Incisione di Balthasar Anton Dunker su concessione dell’ Assessorato dei Beni Culturali e dell’Identità Siciliana. Autorizzazione del Parco Archeologico e Paesaggistico della “Valle dei Templi di Agrigento

«Arrivammo presto all’estremità orientale della città, dove i ruderi del tempio di Giunone cadono ogni anno sempre più in rovina per la corrosione prodotta dall’aria e dalle intemperie sulla pietra porosa».
Un ammonimento da non sottovalutare – quello per una maggiore attenzione alle inestimabili bellezze naturali e artistiche della nostra terra – espresso da Goethe nel suo Viaggio in Italia già due secoli fa.
Quasi certamente il tempio fu gravemente danneggiato molto tempo prima, durante la conquista cartaginese del 406 a.C., da un incendio di cui restano le tracce sui muri della cella.
L’edificio venne poi forse restaurato in epoca romana e poi a più riprese fino al XVIII secolo. Oggi il tempio di Giunone – o meglio, ciò che ne rimane – ci appare in tutto il suo splendore sullo sperone roccioso più elevato della collina dei Templi ad Agrigento.
In realtà la sua attribuzione a Giunone deriva da un’errata interpretazione di un passo dello scrittore romano Plinio Il Vecchio, che si riferisce ad un altro tempio, quello sul promontorio Lacinio a Crotone, in Magna Grecia.

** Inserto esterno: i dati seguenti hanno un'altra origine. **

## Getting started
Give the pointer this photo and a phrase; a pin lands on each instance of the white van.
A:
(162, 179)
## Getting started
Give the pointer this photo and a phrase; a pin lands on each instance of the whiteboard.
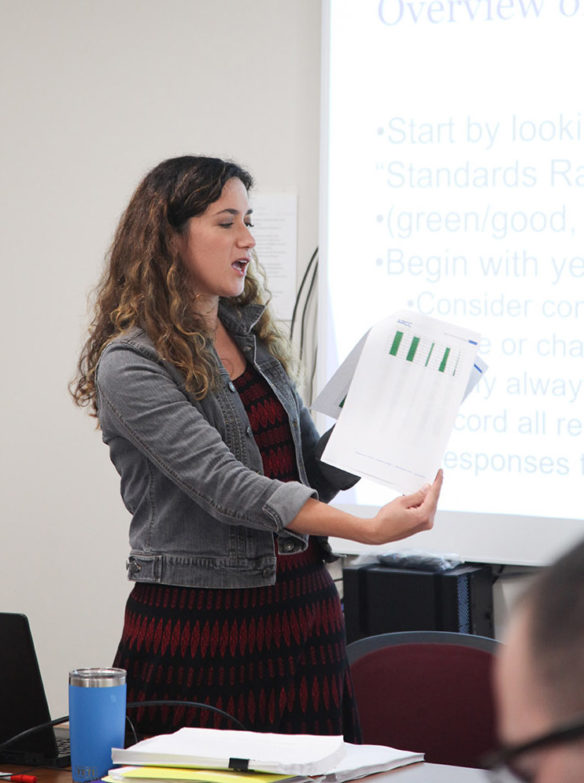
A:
(452, 184)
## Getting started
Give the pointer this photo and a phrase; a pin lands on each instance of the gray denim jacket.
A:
(203, 513)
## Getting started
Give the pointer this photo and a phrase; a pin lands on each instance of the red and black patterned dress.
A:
(274, 657)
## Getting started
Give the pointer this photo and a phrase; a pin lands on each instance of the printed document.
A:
(411, 374)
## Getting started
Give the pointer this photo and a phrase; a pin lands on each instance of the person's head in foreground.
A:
(539, 678)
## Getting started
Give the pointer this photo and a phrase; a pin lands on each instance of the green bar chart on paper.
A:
(425, 352)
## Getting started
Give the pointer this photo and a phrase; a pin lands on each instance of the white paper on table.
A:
(402, 401)
(292, 754)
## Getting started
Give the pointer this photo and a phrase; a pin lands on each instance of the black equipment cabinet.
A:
(379, 599)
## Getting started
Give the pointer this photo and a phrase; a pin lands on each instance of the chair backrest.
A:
(426, 691)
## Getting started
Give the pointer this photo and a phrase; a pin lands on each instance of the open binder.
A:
(326, 759)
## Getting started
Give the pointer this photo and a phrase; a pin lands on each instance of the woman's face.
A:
(216, 246)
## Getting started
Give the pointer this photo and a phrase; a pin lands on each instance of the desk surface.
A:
(412, 773)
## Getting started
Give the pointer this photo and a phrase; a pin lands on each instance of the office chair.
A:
(427, 691)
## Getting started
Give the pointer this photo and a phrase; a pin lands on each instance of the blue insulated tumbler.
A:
(97, 715)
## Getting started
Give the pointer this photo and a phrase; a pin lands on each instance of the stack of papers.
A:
(193, 755)
(396, 397)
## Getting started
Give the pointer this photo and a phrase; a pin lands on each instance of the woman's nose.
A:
(246, 238)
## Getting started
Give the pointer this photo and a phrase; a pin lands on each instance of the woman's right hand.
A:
(399, 519)
(406, 515)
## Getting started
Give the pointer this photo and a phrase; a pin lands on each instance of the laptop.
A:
(23, 702)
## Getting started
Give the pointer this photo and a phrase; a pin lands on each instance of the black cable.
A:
(173, 703)
(299, 294)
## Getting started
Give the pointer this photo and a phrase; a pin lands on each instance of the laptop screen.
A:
(23, 703)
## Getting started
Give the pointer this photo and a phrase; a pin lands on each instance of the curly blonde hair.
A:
(145, 283)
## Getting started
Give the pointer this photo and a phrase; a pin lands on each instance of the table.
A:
(412, 773)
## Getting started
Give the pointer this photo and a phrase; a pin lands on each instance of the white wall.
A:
(93, 94)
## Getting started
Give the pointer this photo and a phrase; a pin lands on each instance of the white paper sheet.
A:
(275, 227)
(292, 754)
(398, 414)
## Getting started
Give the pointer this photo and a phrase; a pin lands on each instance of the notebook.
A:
(23, 703)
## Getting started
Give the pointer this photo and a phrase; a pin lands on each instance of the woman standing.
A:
(218, 459)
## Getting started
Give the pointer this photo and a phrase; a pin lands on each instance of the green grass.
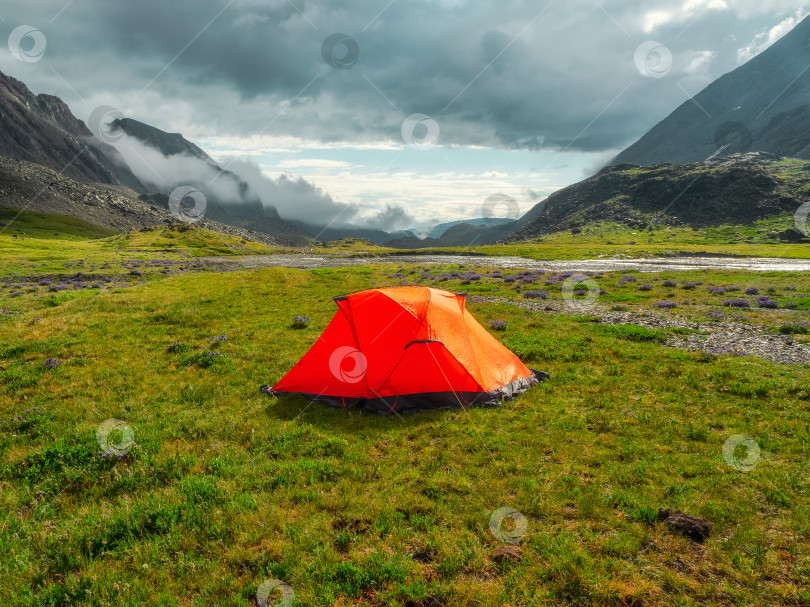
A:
(226, 487)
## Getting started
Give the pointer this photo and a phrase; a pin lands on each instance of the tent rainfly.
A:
(407, 348)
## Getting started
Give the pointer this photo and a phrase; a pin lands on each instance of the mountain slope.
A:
(42, 129)
(739, 190)
(35, 188)
(240, 207)
(763, 105)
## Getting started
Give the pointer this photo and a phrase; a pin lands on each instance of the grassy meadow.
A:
(225, 488)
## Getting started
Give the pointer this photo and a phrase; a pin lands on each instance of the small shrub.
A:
(177, 347)
(300, 322)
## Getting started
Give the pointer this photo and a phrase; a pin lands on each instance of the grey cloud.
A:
(491, 74)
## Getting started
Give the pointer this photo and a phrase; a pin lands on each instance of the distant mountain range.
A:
(243, 209)
(460, 234)
(762, 106)
(42, 129)
(734, 191)
(717, 159)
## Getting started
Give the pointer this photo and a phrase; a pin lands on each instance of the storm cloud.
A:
(513, 74)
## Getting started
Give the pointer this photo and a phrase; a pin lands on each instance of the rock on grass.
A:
(506, 553)
(693, 527)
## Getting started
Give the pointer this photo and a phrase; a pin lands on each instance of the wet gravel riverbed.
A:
(303, 261)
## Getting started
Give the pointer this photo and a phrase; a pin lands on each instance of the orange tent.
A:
(405, 348)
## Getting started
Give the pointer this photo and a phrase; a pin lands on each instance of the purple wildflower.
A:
(535, 294)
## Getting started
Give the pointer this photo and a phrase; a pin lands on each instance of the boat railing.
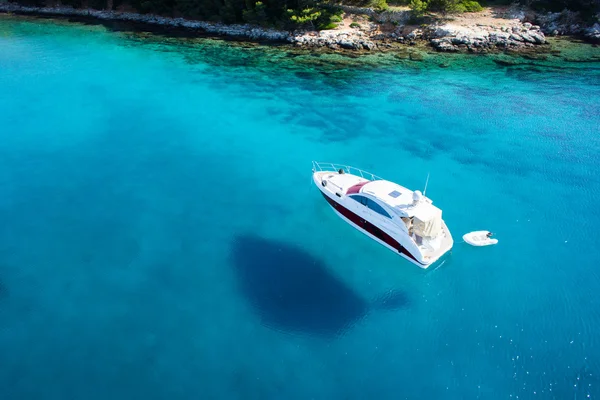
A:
(323, 166)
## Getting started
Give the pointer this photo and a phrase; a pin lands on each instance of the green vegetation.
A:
(420, 7)
(310, 14)
(282, 14)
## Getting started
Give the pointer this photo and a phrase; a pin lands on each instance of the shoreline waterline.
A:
(519, 37)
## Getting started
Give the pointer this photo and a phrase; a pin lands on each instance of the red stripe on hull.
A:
(369, 227)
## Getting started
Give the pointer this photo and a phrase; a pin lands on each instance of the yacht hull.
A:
(372, 231)
(379, 229)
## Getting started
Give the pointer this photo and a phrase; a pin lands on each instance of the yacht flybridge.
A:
(403, 220)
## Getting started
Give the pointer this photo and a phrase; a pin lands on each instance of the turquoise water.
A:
(160, 237)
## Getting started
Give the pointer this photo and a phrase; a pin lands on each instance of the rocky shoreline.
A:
(517, 35)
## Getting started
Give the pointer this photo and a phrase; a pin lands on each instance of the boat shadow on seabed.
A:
(293, 291)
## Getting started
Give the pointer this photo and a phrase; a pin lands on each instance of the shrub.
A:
(324, 26)
(418, 8)
(380, 5)
(471, 6)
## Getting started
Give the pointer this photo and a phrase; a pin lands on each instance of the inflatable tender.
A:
(480, 238)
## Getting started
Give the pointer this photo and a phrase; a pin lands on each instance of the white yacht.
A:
(402, 220)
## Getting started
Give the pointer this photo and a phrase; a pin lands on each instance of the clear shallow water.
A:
(160, 237)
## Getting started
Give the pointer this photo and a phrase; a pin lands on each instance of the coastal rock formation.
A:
(569, 23)
(477, 38)
(592, 33)
(335, 39)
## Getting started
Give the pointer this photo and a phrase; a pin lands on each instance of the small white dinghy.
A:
(479, 238)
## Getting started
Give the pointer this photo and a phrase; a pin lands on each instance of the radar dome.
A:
(417, 196)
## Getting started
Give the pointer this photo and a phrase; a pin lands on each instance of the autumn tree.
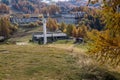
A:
(75, 32)
(69, 29)
(106, 43)
(52, 24)
(62, 26)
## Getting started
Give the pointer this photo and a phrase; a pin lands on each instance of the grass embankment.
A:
(34, 62)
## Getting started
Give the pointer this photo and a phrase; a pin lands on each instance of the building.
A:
(51, 37)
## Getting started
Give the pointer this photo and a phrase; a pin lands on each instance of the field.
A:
(35, 62)
(60, 60)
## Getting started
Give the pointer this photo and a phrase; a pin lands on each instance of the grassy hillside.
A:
(34, 62)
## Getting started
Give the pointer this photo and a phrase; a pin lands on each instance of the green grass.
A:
(36, 63)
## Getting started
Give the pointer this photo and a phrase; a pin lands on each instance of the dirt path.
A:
(83, 59)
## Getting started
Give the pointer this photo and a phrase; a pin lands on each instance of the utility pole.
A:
(44, 31)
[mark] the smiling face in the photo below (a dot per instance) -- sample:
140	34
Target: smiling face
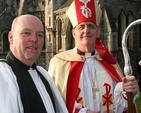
26	39
85	35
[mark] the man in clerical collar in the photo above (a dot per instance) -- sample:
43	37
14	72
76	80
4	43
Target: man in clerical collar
88	76
24	86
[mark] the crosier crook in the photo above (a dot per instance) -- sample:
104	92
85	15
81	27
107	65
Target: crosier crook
127	68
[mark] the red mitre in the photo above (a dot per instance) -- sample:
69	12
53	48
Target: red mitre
84	11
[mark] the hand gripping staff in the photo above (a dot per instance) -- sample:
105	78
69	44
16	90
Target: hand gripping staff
127	68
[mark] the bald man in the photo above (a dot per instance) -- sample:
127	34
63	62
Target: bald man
25	87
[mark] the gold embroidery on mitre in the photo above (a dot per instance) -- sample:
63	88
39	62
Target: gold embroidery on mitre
85	10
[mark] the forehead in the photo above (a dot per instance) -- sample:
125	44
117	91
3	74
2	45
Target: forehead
86	23
30	23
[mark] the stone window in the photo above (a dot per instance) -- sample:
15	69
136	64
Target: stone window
130	36
121	27
59	35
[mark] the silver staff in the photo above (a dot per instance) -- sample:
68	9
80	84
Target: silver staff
127	68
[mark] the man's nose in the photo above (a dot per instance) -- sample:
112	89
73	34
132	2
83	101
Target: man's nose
34	38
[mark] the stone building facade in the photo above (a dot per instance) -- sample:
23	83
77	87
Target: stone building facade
116	16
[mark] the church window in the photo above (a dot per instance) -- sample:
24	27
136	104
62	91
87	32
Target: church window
59	35
121	28
130	36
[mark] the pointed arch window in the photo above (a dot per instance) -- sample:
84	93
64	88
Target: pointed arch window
121	28
139	32
128	21
59	35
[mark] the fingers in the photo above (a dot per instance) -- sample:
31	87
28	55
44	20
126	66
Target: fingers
130	84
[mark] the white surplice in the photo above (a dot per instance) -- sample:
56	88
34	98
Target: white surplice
10	101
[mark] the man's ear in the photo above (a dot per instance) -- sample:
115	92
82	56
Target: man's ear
73	33
10	37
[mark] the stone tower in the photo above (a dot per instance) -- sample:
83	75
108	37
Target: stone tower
116	16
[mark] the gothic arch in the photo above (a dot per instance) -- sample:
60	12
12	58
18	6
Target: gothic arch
5	42
129	19
121	27
59	35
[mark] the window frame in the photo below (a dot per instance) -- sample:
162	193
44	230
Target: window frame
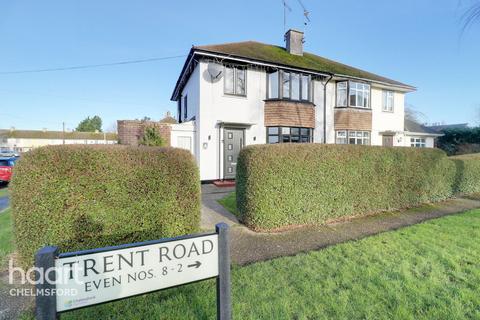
363	137
185	107
235	80
280	135
301	80
349	88
385	99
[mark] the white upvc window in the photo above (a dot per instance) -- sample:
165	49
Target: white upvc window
235	80
341	137
388	101
342	88
353	94
352	137
418	142
359	95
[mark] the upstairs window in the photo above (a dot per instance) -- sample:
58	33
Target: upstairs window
342	88
358	94
273	85
235	80
185	107
388	101
289	86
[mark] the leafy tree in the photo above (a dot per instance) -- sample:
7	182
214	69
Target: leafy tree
151	138
90	124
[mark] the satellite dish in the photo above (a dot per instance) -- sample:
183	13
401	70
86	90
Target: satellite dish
215	70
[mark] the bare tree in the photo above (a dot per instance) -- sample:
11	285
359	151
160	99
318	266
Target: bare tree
414	115
472	15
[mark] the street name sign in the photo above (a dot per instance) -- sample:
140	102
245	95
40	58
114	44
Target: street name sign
106	274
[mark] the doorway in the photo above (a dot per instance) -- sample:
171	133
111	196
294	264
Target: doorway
234	139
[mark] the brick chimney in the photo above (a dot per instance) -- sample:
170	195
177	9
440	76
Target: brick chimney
294	39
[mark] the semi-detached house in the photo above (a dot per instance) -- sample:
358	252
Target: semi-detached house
236	94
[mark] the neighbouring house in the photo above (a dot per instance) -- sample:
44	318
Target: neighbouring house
420	136
236	94
26	140
130	132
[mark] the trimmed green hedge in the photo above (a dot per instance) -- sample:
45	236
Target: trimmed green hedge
81	197
468	173
295	184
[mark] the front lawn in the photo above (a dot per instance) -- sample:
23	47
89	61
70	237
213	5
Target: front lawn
427	271
6	243
3	191
229	202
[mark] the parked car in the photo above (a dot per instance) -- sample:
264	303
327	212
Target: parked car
6	168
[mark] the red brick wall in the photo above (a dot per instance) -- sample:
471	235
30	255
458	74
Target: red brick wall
131	131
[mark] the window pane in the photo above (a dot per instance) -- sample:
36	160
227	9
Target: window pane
286	85
229	82
366	98
342	94
305	87
240	81
295	94
272	139
295	139
273	130
273	85
353	97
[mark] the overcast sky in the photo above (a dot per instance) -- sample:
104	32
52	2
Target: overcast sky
416	42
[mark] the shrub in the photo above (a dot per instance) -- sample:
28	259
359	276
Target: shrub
468	173
289	184
152	138
81	197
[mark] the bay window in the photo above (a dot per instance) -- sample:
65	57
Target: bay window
235	80
352	137
289	86
358	94
388	101
289	134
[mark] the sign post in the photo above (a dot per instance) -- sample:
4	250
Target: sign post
224	302
73	280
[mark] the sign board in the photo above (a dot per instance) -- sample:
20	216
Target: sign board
112	273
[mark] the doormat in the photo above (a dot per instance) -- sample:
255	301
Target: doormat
224	183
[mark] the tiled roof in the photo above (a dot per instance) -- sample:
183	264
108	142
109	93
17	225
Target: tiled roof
412	126
40	134
278	55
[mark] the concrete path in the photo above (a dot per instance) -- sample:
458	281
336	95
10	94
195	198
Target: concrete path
248	246
212	211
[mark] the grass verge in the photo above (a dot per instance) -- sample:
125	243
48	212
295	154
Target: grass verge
229	202
6	236
427	271
3	191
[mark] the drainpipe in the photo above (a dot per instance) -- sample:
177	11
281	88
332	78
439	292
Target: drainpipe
325	109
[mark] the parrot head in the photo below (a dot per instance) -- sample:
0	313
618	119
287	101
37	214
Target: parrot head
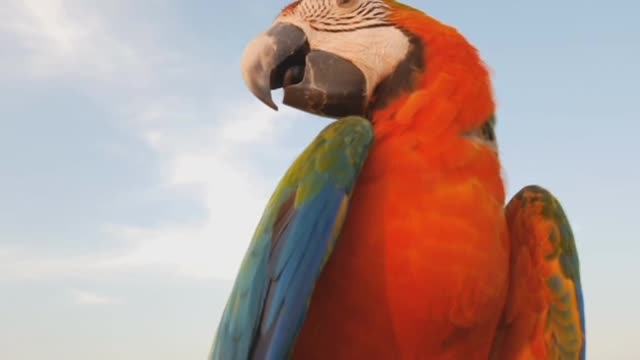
336	58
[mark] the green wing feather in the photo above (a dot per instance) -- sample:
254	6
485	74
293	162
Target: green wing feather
544	314
295	237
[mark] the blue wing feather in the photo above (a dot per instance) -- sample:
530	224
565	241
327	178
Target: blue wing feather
269	301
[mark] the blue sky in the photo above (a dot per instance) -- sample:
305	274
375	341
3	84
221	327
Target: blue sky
134	164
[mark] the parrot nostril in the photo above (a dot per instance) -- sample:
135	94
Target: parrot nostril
291	70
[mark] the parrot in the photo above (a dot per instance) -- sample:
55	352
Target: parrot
390	236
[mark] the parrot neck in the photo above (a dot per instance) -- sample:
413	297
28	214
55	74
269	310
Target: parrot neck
441	86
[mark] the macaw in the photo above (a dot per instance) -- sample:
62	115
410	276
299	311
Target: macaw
389	237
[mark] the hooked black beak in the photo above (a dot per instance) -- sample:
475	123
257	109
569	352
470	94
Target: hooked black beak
315	81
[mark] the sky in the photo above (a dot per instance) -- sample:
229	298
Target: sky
134	164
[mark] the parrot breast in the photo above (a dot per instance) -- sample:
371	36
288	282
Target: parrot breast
420	270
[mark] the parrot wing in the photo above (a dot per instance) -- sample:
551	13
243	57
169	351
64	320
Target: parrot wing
295	237
544	313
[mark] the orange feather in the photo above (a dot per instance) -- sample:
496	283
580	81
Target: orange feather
421	269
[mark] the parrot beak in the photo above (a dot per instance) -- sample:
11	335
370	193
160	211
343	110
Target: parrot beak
314	81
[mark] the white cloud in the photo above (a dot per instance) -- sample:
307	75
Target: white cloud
206	162
203	145
83	297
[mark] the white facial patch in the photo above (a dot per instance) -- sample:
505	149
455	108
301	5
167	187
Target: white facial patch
376	51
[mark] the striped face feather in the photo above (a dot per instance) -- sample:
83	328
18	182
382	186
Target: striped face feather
341	15
360	31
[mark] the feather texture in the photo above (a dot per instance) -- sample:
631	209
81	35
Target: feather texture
544	315
294	238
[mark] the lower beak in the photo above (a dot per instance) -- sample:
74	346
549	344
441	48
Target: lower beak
315	81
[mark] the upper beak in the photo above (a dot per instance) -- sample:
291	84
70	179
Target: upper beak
315	81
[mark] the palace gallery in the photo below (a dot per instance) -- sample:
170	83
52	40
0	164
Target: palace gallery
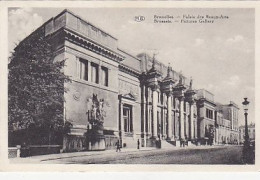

Su concessione dell’ Assessorato dei Beni Culturali e dell’Identità Siciliana. Autorizzazione del Parco Archeologico e Paesaggistico della “Valle dei Templi di Agrigento

Che cosa spinse il pittore Caspar David Friedrich nel 1830 a dedicare un’opera proprio al tempio di Giunone di Agrigento, non ci è dato sapere.
Ripetutamente e da più parti invitato in Italia, non seguì mai, Friedrich, le orme di Goethe che pure conobbe (anche se pare tra i due non corresse buon sangue). E quasi in polemica con la consuetudine dei paesaggisti romantici che guardavano per ispirazione all’Italia, si discostò da tale tradizione.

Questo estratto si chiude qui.